The majority now introduces a new concept into license suspension cases. The Department may now mislead a licensee not only into the wrong law book but also into the wrong area of the law. Since citations no longer matter, the burden is now being placed on the licensee to decipher bureaucratic cryptographic jargon used by the Department (i.e. “ACQ/OBT/POSS-CTRL SUB”) — the authority for which looks like it might be in the internet some day but it could not be currently found in Webster’s Third New Internationa] Dictionary (1994), Black’s Law Dictionary (6th ed.1990), the short title for the Controlled Substance Act, 35 P.S. 780-101, the Vehicle Code, 75 Pa.C.S. §§ 101-9821, or The Bluebook: A Uniform System of Citation (15th ed.1991). After receiving incomprehensible language from the Department, a citizen must now also somehow successfully find the correct citation of whatever violation the Department is attempting to enforce regardless of whether it’s in the same statute, the same book or even in the 100 plus volumes of Pur don’s Law confronting him.

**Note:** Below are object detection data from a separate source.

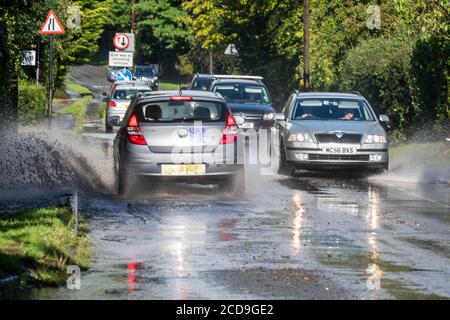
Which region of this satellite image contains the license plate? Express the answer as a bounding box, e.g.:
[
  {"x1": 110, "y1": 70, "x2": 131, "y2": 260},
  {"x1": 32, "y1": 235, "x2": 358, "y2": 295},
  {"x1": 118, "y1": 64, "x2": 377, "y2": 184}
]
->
[
  {"x1": 161, "y1": 164, "x2": 205, "y2": 176},
  {"x1": 239, "y1": 122, "x2": 254, "y2": 129},
  {"x1": 322, "y1": 146, "x2": 356, "y2": 154}
]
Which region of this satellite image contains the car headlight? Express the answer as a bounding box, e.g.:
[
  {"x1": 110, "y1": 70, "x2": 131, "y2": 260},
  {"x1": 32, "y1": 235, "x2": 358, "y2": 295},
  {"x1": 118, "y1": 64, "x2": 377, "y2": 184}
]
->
[
  {"x1": 288, "y1": 133, "x2": 314, "y2": 143},
  {"x1": 364, "y1": 134, "x2": 387, "y2": 143}
]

The law should not encourage incorrect bureaucratic notices by the interpretation in this case which condones them. Encouraging such bureaucratic legal cryptography also fails to recognize that in addition to the millions of citizens in this state there are many civil attorneys not familiar with the unauthorized jargon of the criminal bar, which is probably used here, who properly could not prepare the defense of this case after being so misdirected.
Now, after a learned trial judge correctly rules on such a statutory appeal, the citizen must be prepared to either find more money to pay an attorney to prepare a brief in this appellate court5 or, to do like Hatzai, and rely on the splendid opinion of a good trial Judge like the Honorable Paul W. Tressler in the common pleas court, whose opinion I would affirm.

. 541 Pa. 35, 660 A.2d 46 (1995) — one days difference in the date.

. 109 Pa.Cmwlth. 188, 530 A.2d 1021 (1987) — an incorrect date.

.23 Pa.Cmwlth. 540, 353 A.2d 74 (1976) — incorrect subsection cited "(1)” instead of "(a)”.

. 142 Pa.Cmwlth. 637, 598 A.2d 110 (1991).

. The appellee, Hatzai, did not file a brief in this court after the Department appealed the common pleas court decision which sustained his successful appeal to the local court and rescinded the suspension.